Déforestation en Australie
La déforestation en Australie est le processus de destruction des forêts qui se déroule en Australie depuis l'arrivée des premiers colons et l'introduction de l’agriculture extensive. Environ 13 % de la végétation d'origine a disparu depuis cette époque et des espèces comme le koala se trouvent menacées par la disparition de leur habitat. Elle prend cependant des formes et des temporalités différenciées selon les États, de l’élevage intensif de bovins dans le Queensland à l’exploitation de l'eucalyptus en Tasmanie. Les mesures politiques varient également d'une région à l'autre, même si des mouvements écologistes prennent une part active au débat dans l’espace public.
Situation générale
Les déserts et les terres arides inhospitalières aux forêts s'étendent sur les trois-quarts de l’Australie. Depuis la colonisation européenne à la fin du XVIIIe siècle, la périphérie côtière connaît un déclin rapide du couvert forestier, en particulier depuis la fin de la Seconde Guerre mondiale. Il est estimé en 2012 que le pays a perdu 40 % de ses forêts, avec des taux de déforestation importants dans les années 1950 dans le sud-ouest de l'Australie occidentale en raison de l’expansion de la culture du blé ; puis dans le Queensland et la Nouvelle-Galles du Sud pendant les années 1970 et désormais rapidement dans le nord en raison des feux de forêts. Néanmoins, la déforestation est un processus qui s'est accéléré dès le XIXe siècle, le Crown Lands Alienation Act (en) de 1861 encourageant par exemple le défrichement en favorisant la colonisation agricole. En 2010, il reste 19 % de forêts indigènes, soit environ 147 400 000 hectares. Jusqu'à 80 % des forêts d'eucalyptus ont été modifiées par l'homme [1].

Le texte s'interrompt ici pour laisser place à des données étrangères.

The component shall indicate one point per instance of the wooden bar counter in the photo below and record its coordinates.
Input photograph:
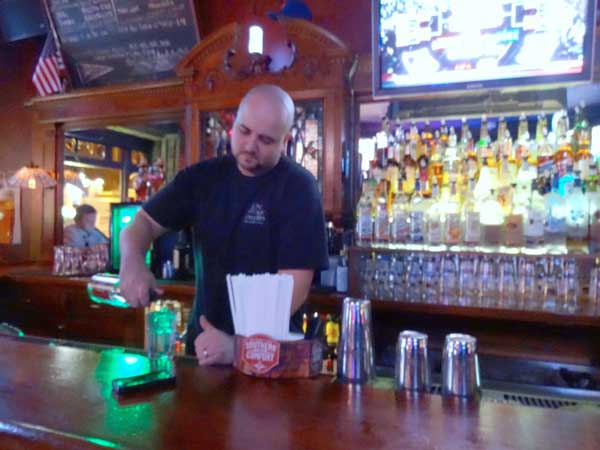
(56, 396)
(42, 304)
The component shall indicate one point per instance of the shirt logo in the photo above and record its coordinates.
(256, 215)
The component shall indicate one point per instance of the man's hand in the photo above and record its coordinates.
(136, 282)
(213, 346)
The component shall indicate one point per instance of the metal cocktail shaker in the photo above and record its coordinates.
(356, 362)
(460, 366)
(412, 367)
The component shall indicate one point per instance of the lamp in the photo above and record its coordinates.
(30, 177)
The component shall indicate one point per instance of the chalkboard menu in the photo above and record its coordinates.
(121, 41)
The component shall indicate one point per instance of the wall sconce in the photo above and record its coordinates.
(32, 177)
(260, 46)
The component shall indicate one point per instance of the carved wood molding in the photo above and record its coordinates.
(321, 60)
(114, 101)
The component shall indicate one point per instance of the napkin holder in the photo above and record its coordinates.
(262, 356)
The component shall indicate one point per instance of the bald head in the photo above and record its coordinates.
(262, 129)
(276, 98)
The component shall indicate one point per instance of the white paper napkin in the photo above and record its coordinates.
(261, 304)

Un rapport du WWF de 2015 intitulé Living Forests Report: Saving Forests at Risk indique que l'Australie figure à la 11e place des zones susceptibles de perdre 80 % de leur couvert forestier d'ici 2030[2],[3].
Par région
Tasmanie
À l'exception du Territoire de la capitale australienne, la Tasmanie possède la plus grande proportion des forêts restantes du pays, soit 46 % de la superficie de l'État. La déforestation a commencé à l'est avec l'essor de la production ovine. Elle atteint les 17 000 hectares annuels de 1972 à 1980[1].
L'industrie papetière a suscité des controverses en favorisant l’abattage d'eucalyptus géants, notamment au marché japonais, si bien qu'en 2004 le groupe japonais Mitsubishi, en réponse aux sollicitations de Greenpeace et de la Wilderness Society (en), a menacé d'arrêté l'importation de copeaux de bois en provenance de cet État[4]. Des militants écologistes, dont l'homme politique Bob Brown, ont entrepris avec succès des actions de protestation dans les années 2000 contre la société Gunns, le principal exploitant forestier de Tasmanie[5].

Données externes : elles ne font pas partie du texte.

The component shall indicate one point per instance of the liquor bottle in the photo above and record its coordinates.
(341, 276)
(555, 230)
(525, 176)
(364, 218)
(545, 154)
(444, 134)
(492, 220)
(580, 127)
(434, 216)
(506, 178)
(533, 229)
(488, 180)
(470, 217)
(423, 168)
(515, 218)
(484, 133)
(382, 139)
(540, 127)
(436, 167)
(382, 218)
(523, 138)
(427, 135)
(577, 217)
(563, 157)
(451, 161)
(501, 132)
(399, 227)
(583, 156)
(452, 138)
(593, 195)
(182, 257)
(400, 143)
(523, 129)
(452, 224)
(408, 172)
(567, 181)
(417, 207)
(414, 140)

En 2015, le gouvernement de Tasmanie a ouvert près de 200 000 hectares à l’exploitation forestière et minière, soit 12 % de la superficie du patrimoine mondial de l’État. Le Comité du patrimoine mondial a alors demandé de revenir sur cette décision et de limiter la construction d'infrastructures touristiques, afin de préserver le caractère sauvage du site et de ne pas le transformer en zone de loisirs reculée [6]. Début 2018, des membres de la Bob Brown Foundation ont occupé la forêt de Tarkine pour protester contre l’abattage prévu par la compagnie publique Sustainable Timber Tasmania, destiné à favoriser de nouvelles plantations ou à acheminer des copeaux pour l'industrie papetière, principalement pour la Chine et le groupe malaisien Ta Ann[7]. Début 2020, l'organisme fédéral de réglementation de la santé et de la sécurité au travail ( Work Health and Safety Regulator) a interdit à la Fondation l'occupation de la forêt sous peine d'amende[8].
Queensland
L'expansion de l'industrie bovine expliquent l’accroissement rapide de la déforestation dans l'État du Queensland après les années 1960, en particulier dans les régions au vertisol fertile du centre et du sud bénéficiant d'une pluviométrie propice aux pâturages (500-700 mm). Entre 1988 et 2008, le défrichage annuel varie entre 300 000 et 700 000 hectares. Le comportement des agriculteurs et la sécheresse expliquent avec la hausse du prix du bétail l'importance de cette déforestation. L'élevage a également une incidence sur la production agricole, 79 % des céréales fourragères consommées en 2005 dans le Queensland venant également de cet État[9]. Environ 50 % des forêts primaires ont été détruites pendant la colonisation pour le bétail, la culture de la canne à sucre et la banane[1].
La gestion de la forêt est encadrée par le Vegetation Management Act de 1999 qui définit précisément les conditions de déforestation[10].
Australie-Occidentale
Même si le processus début dès les années 1890 avec l'expansion de l'industrie ovine et de la culture du blé, la déforestation culmine au milieu du XXe siècle en Australie-Occidentale, avec 54 % des terres défrichées pour l’agriculture entre 1945 et 1982. En 2009, la végétation indigène couvre environ 7 % du territoire (17 664 000 ha)[1].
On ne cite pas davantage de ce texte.